Maniza Naseery and Iden Rahmaty left a dental hygienist's chair and a classroom to open a bakery. SOL Bakehouse is what came of it — a sister-owned bakery and café on Macdonell Street in downtown Guelph. The name is Latin for sun, and the sisters built the place as much for their home city as for themselves, both having come back to Guelph to do it. What sits on the counter is a pastry case that leads with filled croissants and a cookie lineup that turns over through the week, backed by a coffee bar and a savoury lunch menu. From the first look it reads less like a coffee shop that happens to bake than a bakery that decided to feed people all day.
The filled croissant is the thing to build a visit around. The Raspberry Mascarpone Croissant leads — a classic French croissant packed with mascarpone cream and layered with fresh raspberry compote — with the Lemon Blueberry, the Almond, and the Nutella close behind, and savoury turns like the Onion and Goat Cheese Danish for anyone who wants the pastry without the sugar. The cookie case runs from a Chocolate Chunk built on Belgian milk chocolate to a Kinder cookie studded with white and milk chocolate, and it rotates six gourmet flavours through the week, with an iced lemon cranberry scone, a Maple Pecan Butter Tart, and a vegan banana walnut muffin rounding out the fresh bakes. The drinks reach past drip coffee: a Spanish Latte, a Vanilla Butterfly Latte tinted with organic butterfly pea flower, and an Iced Strawberry Matcha made with ceremonial-grade matcha from Kyoto over a layer of strawberry sauce.
The savoury side is where SOL argues it is more than a morning stop. The Smoked Turkey Pesto and Swiss Sandwich stacks locally sourced turkey with arugula, roasted red pepper, and a zesty garlic aioli on panini-pressed ciabatta; the Montreal Melt runs Montreal smoked brisket, pickles, and a cowboy butter sauce through the same press; and a Pesto Grilled Cheese and Poppy's hand-rolled Montreal-style bagels hold down the lighter end. A Roast Beef and Swiss carries the same house style, with locally sourced beef, vine-ripe tomato, and the garlic aioli again, and the deli is built without lactose, nitrates, or MSG. The local sourcing is deliberate — it is part of how the sisters describe the place, not a line bolted on after the fact. A bakery counter that can turn a croissant order into a full lunch keeps a customer around longer than the pastry alone would.

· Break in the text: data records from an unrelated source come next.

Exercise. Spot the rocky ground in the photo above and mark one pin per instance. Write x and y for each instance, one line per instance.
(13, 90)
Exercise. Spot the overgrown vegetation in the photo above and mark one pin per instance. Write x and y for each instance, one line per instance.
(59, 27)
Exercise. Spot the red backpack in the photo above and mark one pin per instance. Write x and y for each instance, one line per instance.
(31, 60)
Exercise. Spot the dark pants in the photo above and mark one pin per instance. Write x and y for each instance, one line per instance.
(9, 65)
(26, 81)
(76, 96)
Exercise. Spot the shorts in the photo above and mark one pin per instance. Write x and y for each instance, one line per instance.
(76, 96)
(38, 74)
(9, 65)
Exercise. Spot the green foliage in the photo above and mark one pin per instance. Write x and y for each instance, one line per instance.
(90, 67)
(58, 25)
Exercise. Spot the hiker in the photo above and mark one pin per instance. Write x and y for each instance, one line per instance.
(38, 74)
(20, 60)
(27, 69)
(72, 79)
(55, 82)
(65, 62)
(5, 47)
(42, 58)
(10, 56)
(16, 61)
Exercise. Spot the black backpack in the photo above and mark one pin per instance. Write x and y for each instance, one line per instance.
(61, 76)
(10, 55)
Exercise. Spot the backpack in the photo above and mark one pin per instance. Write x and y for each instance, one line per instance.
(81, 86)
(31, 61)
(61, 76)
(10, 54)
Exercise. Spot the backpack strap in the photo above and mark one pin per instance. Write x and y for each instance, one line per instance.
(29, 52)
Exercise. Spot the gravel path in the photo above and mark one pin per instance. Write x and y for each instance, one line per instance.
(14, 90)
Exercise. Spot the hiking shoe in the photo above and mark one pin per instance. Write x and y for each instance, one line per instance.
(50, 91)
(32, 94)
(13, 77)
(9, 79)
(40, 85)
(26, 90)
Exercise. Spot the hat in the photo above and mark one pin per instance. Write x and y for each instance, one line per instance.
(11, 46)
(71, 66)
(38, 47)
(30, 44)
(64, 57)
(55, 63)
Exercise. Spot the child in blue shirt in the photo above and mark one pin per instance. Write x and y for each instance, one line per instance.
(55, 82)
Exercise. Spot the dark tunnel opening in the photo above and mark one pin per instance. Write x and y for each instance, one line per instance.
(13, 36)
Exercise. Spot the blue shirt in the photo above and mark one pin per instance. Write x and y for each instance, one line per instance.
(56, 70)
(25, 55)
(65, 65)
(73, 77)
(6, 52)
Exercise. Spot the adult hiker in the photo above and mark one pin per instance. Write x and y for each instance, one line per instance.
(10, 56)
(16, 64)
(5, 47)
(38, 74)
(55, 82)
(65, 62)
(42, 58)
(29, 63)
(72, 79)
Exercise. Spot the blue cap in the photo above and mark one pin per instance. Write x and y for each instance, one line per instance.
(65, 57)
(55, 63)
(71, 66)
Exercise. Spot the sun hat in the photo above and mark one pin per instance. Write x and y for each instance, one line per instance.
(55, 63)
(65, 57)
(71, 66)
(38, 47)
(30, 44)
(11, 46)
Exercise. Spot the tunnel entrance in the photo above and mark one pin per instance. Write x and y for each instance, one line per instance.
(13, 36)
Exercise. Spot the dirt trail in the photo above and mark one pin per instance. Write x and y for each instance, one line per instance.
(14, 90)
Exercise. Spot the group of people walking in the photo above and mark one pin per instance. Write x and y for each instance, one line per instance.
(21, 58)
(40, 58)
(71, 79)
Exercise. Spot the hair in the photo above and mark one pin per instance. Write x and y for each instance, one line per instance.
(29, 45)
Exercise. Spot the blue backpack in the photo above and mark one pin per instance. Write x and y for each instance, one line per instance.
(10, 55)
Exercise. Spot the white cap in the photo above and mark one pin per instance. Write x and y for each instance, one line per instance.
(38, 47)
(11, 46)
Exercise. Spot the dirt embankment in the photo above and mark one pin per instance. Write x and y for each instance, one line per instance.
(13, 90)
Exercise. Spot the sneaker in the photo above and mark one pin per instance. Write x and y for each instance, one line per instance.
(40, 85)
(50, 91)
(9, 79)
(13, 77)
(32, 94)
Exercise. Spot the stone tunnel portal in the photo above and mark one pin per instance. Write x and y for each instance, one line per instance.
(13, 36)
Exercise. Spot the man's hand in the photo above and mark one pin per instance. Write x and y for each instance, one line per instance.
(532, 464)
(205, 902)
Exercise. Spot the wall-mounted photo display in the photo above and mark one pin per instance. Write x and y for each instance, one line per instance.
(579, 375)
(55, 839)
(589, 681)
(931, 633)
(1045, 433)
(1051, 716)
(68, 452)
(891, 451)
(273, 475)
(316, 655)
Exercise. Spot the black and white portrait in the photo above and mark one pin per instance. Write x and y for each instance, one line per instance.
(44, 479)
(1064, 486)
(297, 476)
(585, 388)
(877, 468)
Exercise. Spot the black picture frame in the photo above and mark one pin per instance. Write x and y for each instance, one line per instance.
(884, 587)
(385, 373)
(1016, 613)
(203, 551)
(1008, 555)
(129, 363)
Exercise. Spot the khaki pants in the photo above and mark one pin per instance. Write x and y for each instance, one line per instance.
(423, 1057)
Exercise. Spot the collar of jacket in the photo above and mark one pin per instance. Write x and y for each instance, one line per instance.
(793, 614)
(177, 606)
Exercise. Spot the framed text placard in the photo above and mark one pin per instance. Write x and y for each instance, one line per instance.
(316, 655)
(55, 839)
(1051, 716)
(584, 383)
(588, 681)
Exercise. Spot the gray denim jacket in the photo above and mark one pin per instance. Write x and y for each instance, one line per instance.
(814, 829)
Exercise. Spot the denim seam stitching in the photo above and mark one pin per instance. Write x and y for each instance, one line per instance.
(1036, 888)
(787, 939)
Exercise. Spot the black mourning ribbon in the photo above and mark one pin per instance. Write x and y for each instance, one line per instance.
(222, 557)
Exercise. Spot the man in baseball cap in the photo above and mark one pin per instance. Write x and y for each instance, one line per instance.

The origin is a homecoming. Naseery worked as a dental hygienist and Rahmaty taught school just outside Guelph before the two opened SOL together in the fall of 2025. Local reporting traces Naseery's baking back to childhood and a well-worn copy of Anna Olson's Sugar, and both sisters have described the bakehouse as a way to serve the community they grew up in. That intent surfaces in the details — the local sourcing, the six-flavour cookie rotation that gives regulars a reason to check back, the catering and pre-order boxes for anyone feeding a crowd. For both of them it is a first bakery, opened in a downtown storefront a neighbourhood café left behind.
SOL keeps daytime hours, opening early and closing by evening, and it works best taken as a counter: order at the bakery or online, build a coffee-and-croissant run, or stretch the stop into a sandwich lunch. The catering page waits for the bigger orders, and the pastry case holds whatever doesn't fit a category. What changes is the cookie board — six flavours that turn over every week, which is the quiet reason a bakehouse named for the sun gets a second visit and a third.